The following is a proposition which is important for deriving the distribution of the sample mean for a covariance stationary process.
Proposition:
Let $\{x_{t}\}$ be a mean zero covariance stationary time series with $\sum_{k=0}^{\infty}|\gamma_{x}(k)|<\infty$ ( where $\gamma_{x}(k)$ is the autocovariance function at lag $k$).
Then $\frac{1}{T} \mathbb{V} \left[ \sum_{t=1}^{T} x_{t} \right] = \gamma_{x}(0) + 2 \sum_{k=1}^{\infty}\gamma_{x}(k)$
Proof:
My proof thus far is:
\begin{align*} \frac{1}{T} \mathbb{V} \left[ \sum_{t=1}^{T} x_{t} \right] &= \frac{1}{T}\left[ \sum_{t=1}^{T} \mathbb{V}[x_{t}] + \mathop{\sum^T\sum^T}_{i\neq j} Cov(x_{i}, x_{j}) \right]\\ &= \frac{1}{T}\left[ \sum_{t=1}^{T} \mathbb{V}[x_{t}] + 2 \mathop{\sum^T\sum^T}_{i < j} Cov(x_{i}, x_{j}) \right]\\ &= \frac{1}{T}\left[ T\cdot \gamma_{x}(0) + 2 (T-1) \cdot \gamma_{x}(1) + 2(T-2) \cdot \gamma_{x}(2) + \ldots + 4 \gamma_{x}(T-2) + 2 \gamma_{x}(T-1) \right]\\ &= \frac{1}{T}\left[ T\cdot \gamma_{x}(0) + 2 \sum_{i=1}^{T-1} (T-i) \cdot \gamma_{x}(i) \right]\\ &= \gamma_{x}(0) + 2 \sum_{i=1}^{T-1} \frac{(T-i)}{T} \cdot \gamma_{x}(i) \\ \end{align*} Now all I need to show is: \begin{align*} \lim_{T\to\infty} \gamma_{x}(0) + 2 \sum_{i=1}^{T-1} \frac{(T-i)}{T} \cdot \gamma_{x}(i) = \gamma_{x}(0) + 2 \sum_{i=1}^{\infty} \gamma_{x}(i) \\ \end{align*}
However I am having trouble with this limit and am worried it does not converge.
Context:
This proposition was stated by my professor in a time series class and has been used to prove many other results. However it is possible I have approached the proof in the wrong way. Any input will help.

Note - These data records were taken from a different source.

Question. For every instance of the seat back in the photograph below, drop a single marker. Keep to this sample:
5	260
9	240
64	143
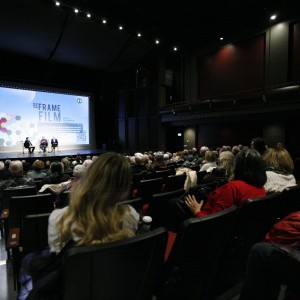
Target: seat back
174	182
20	206
136	203
34	236
146	188
194	256
16	191
159	208
127	269
200	176
254	219
290	201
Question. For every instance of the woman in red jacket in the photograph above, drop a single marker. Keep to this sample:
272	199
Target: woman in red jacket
249	179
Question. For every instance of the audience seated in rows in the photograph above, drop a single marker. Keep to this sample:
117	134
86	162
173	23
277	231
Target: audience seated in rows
17	178
249	179
224	170
4	172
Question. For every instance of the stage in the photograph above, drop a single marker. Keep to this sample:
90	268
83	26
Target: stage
59	154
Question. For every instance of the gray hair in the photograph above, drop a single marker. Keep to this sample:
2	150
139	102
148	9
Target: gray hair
78	171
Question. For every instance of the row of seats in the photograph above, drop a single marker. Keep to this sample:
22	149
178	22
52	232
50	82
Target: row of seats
207	257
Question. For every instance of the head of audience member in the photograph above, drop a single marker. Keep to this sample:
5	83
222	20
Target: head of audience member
7	163
57	167
16	168
87	163
94	157
211	156
250	167
279	160
78	171
66	162
38	165
235	150
259	144
226	161
93	213
203	149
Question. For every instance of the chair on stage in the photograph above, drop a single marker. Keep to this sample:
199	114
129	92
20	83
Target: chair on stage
44	145
126	269
54	144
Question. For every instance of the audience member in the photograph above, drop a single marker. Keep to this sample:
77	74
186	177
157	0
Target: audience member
87	162
4	172
210	158
57	174
94	214
159	162
280	167
268	268
67	165
249	179
37	170
224	170
16	177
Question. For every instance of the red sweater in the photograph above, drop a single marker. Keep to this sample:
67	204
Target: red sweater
234	192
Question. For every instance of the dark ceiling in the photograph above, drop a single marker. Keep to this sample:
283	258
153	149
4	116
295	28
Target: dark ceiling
43	30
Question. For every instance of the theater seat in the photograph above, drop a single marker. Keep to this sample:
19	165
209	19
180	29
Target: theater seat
127	269
192	261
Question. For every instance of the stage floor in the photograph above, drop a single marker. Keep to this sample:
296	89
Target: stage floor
50	155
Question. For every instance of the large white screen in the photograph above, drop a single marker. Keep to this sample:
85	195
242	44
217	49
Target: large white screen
34	114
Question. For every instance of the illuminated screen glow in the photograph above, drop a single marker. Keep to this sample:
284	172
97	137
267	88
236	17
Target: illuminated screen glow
38	113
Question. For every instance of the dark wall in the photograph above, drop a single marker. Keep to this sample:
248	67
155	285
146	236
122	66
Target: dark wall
232	69
295	55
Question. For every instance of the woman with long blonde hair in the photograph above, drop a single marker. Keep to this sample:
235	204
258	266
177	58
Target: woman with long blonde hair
280	166
94	214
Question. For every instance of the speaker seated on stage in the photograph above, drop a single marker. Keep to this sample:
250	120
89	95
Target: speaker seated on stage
43	144
28	145
54	143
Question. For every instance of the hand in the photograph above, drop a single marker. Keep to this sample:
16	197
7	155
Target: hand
192	204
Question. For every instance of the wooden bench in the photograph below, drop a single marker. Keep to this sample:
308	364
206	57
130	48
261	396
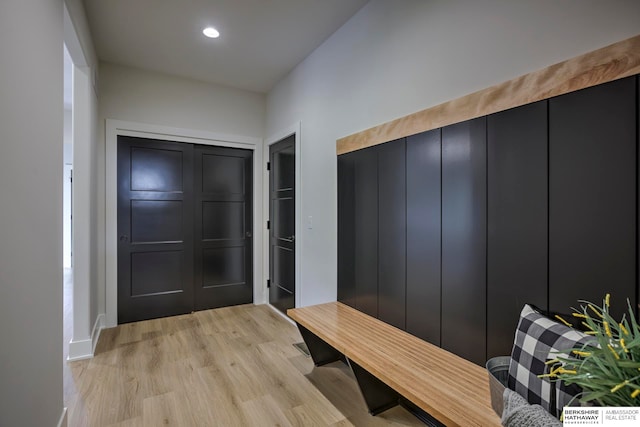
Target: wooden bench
390	364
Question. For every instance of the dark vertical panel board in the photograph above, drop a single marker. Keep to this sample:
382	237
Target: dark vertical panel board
423	235
392	228
366	230
592	196
517	220
464	239
346	230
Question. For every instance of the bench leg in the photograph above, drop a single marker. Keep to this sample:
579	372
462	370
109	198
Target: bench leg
378	396
321	352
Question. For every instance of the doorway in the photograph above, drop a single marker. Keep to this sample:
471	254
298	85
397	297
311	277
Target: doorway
282	224
185	227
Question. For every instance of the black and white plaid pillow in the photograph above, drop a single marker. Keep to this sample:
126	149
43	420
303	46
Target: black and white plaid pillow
537	340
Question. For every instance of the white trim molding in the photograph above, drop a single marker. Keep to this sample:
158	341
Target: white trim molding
294	129
63	422
85	349
115	128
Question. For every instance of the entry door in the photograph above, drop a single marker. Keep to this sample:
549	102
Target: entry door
155	229
224	224
184	228
282	202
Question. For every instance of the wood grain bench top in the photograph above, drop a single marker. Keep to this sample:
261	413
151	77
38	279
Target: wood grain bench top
448	387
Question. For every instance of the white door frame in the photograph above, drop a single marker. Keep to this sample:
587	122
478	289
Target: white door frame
115	128
82	341
294	129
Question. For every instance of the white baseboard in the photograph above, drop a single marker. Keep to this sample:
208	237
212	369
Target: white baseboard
84	349
63	418
284	316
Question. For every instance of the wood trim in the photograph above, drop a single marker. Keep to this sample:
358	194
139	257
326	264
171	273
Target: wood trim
621	59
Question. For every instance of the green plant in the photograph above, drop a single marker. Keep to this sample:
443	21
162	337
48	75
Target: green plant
607	368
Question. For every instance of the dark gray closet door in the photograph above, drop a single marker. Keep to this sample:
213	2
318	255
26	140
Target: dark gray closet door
155	229
282	215
392	229
592	196
464	243
423	235
517	220
223	227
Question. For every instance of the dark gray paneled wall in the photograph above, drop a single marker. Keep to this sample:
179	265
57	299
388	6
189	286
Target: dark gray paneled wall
424	229
464	239
592	195
517	219
536	204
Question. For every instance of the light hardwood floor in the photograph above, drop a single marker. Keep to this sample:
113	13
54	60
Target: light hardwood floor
234	366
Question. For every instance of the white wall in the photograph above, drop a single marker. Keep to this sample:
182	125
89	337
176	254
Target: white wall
31	131
137	100
66	190
396	57
88	236
146	97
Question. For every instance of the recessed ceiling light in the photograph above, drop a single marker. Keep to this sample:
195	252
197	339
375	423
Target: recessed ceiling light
211	32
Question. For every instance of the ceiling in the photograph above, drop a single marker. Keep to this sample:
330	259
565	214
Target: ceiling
260	41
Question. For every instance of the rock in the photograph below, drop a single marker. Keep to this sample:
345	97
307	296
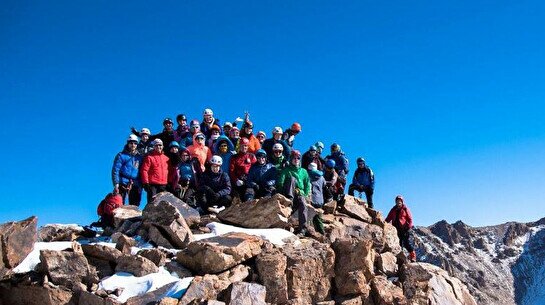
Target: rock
190	215
151	297
355	207
264	213
209	287
247	293
36	295
168	220
125	244
126	212
58	232
178	269
354	260
387	264
386	293
154	255
427	284
219	253
68	267
16	242
137	265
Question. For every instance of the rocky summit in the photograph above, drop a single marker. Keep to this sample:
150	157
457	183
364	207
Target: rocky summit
169	254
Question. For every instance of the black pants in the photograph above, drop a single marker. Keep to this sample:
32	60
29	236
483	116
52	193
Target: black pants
368	193
154	189
406	239
134	194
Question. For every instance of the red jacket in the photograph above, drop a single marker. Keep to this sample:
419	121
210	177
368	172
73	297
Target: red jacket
154	169
400	217
239	166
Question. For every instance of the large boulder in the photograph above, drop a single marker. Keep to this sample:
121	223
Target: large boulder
16	242
354	266
69	267
170	223
262	213
219	253
427	284
190	214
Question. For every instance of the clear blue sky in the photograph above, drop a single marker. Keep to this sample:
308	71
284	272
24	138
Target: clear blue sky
445	100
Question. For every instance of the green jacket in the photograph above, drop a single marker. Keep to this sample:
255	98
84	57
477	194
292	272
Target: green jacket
300	175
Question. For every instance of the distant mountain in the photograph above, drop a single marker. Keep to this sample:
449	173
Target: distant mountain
501	265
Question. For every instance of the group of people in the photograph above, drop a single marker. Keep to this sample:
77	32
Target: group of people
207	164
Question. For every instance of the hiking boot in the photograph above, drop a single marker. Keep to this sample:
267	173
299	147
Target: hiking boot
412	256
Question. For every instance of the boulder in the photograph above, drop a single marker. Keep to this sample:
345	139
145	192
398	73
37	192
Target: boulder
157	256
355	208
190	214
58	232
168	220
16	242
210	287
126	212
427	284
261	213
219	253
137	265
386	293
354	266
68	267
247	293
387	264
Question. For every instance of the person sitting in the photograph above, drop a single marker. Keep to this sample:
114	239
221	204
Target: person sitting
261	178
401	218
363	181
214	187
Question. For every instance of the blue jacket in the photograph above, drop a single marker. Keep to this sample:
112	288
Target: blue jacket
126	167
262	175
365	177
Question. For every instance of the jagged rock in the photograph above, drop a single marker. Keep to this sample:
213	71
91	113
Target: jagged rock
190	215
355	207
151	297
219	253
36	295
178	269
354	260
137	265
427	284
386	293
261	213
271	266
16	242
387	264
167	219
58	232
247	293
68	267
126	212
209	287
154	255
125	244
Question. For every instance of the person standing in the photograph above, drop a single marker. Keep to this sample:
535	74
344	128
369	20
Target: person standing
401	218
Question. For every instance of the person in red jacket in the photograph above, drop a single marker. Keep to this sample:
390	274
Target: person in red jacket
154	170
239	166
401	218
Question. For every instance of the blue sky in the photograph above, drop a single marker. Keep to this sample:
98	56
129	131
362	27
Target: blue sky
444	100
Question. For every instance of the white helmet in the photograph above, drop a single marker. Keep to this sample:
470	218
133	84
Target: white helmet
132	138
278	146
216	160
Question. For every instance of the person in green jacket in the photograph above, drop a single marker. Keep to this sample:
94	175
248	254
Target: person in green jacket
294	183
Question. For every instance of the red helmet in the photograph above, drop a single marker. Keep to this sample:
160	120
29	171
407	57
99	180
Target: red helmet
296	127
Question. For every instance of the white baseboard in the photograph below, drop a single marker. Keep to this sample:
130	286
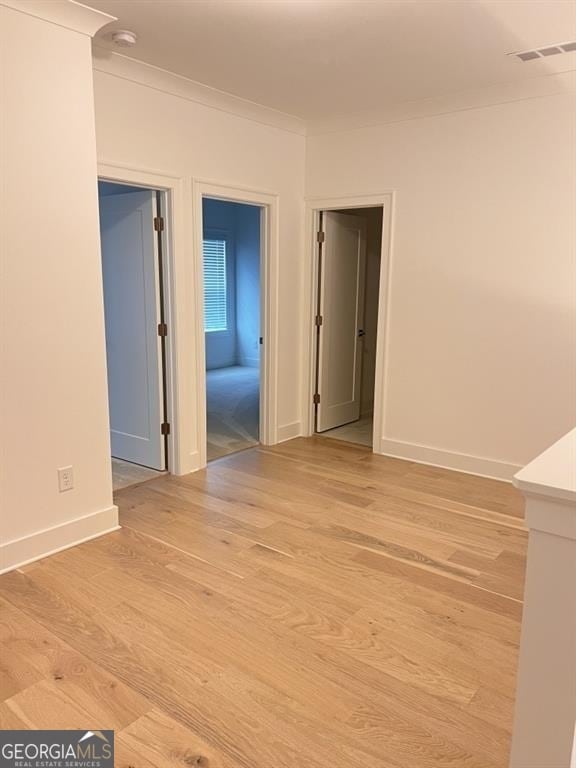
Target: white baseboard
289	431
437	457
36	546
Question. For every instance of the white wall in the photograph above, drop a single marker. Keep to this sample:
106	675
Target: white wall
176	135
53	403
248	284
481	357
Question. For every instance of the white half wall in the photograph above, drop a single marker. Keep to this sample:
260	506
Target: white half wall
53	403
481	359
141	125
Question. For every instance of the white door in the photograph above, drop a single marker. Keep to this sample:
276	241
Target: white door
132	313
342	272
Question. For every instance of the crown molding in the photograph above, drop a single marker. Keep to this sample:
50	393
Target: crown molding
126	68
503	93
64	13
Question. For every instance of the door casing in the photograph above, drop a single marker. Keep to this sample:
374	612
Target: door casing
171	193
314	207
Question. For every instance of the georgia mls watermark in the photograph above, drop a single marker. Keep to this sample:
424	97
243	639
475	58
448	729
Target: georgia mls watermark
56	749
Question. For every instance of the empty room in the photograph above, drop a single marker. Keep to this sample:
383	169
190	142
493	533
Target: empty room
288	392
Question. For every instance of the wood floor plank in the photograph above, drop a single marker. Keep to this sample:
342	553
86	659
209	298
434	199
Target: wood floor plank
307	603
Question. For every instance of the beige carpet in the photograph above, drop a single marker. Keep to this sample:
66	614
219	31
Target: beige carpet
233	399
357	432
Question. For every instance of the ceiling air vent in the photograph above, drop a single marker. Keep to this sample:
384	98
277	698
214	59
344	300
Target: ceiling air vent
541	53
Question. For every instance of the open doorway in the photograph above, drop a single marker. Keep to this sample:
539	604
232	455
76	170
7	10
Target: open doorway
132	236
232	306
348	280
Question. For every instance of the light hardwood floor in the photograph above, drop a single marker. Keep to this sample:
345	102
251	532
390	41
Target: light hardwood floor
304	605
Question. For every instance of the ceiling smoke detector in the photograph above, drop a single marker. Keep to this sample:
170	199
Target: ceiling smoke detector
124	38
542	53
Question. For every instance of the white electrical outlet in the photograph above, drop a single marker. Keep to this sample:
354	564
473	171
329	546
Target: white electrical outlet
65	479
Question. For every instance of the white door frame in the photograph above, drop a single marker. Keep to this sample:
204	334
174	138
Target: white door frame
174	257
314	206
269	250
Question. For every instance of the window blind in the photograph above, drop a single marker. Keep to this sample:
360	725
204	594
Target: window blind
215	295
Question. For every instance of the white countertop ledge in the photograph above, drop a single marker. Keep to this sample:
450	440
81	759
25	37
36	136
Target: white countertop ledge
553	473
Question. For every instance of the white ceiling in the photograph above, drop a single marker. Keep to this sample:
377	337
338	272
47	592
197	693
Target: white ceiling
322	59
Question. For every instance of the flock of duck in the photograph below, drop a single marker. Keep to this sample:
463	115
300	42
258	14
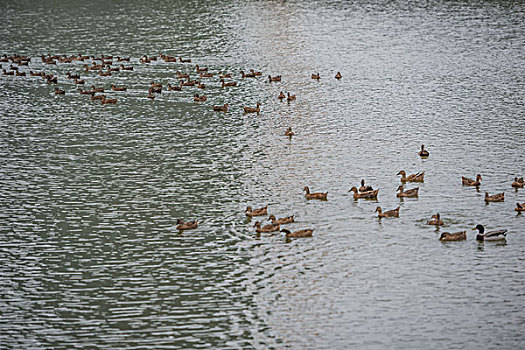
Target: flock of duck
105	66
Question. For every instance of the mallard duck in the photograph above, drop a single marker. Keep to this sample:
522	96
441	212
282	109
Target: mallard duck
412	193
198	98
456	236
289	132
253	110
256	212
435	220
491	235
266	228
298	234
394	213
223	108
469	182
282	221
518	183
315	195
423	153
499	197
364	188
118	88
366	195
417	177
188	225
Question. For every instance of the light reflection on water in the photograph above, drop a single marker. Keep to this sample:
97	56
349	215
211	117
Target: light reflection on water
90	194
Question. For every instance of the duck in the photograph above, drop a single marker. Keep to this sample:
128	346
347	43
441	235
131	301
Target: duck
496	235
198	98
253	110
289	132
223	108
394	213
298	234
367	195
417	177
499	197
315	195
435	220
412	193
423	153
256	212
364	188
518	183
188	225
282	221
469	182
456	236
118	88
266	228
231	83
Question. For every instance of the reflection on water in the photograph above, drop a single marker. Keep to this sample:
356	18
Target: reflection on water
90	194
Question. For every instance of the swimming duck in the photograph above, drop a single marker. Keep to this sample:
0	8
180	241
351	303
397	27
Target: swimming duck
469	182
256	212
491	235
394	213
298	234
364	188
266	228
223	108
456	236
366	195
412	193
188	225
253	110
315	195
499	197
435	220
282	221
423	153
418	177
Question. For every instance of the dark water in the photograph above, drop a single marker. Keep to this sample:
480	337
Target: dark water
89	194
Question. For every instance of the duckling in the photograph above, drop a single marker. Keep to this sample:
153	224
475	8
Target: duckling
253	110
289	132
282	221
266	228
256	212
491	235
364	188
456	236
418	177
315	195
435	220
223	108
394	213
198	98
499	197
423	153
298	234
469	182
188	225
412	193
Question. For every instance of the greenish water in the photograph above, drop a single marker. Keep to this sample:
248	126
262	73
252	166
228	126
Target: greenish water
90	193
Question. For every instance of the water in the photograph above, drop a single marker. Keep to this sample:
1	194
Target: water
89	194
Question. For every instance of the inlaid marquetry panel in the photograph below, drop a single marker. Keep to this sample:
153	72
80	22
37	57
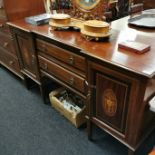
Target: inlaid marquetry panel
111	101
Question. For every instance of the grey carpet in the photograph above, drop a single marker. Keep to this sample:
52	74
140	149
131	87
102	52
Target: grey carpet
29	127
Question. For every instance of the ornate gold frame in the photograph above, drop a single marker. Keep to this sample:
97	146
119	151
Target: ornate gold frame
87	8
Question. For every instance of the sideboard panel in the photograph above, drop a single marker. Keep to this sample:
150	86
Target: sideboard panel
111	101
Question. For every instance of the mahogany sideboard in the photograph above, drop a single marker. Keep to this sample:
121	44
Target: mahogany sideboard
116	85
9	11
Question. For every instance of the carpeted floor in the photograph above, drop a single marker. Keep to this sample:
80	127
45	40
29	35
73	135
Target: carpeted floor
29	127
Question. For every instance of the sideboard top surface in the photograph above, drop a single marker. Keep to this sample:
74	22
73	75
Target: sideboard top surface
106	51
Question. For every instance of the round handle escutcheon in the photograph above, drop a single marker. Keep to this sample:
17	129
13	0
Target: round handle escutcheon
45	66
33	60
11	62
5	44
71	60
1	25
71	81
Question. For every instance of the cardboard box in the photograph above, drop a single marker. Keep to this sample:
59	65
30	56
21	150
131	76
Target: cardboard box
76	118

The upper limit of your sum should be $T-1$ (since the $t=T$ term is zero). We can write
$$\sum_{i=1}^{T-1}\frac{T-i}T\gamma_x(i)=\sum_{i=1}^{T-1}\left(1-\frac iT\right)\gamma_x(i):=a_T. $$ Clearly $a_T$ need not converge as $T\to\infty$. However, $a_T$ converges if and only if $$\sum_{i=-\infty}^\infty \gamma_x(i)<\infty $$ (from my time series notes, a proof of this statement is escaping me at the moment). When that limit exists, your result holds.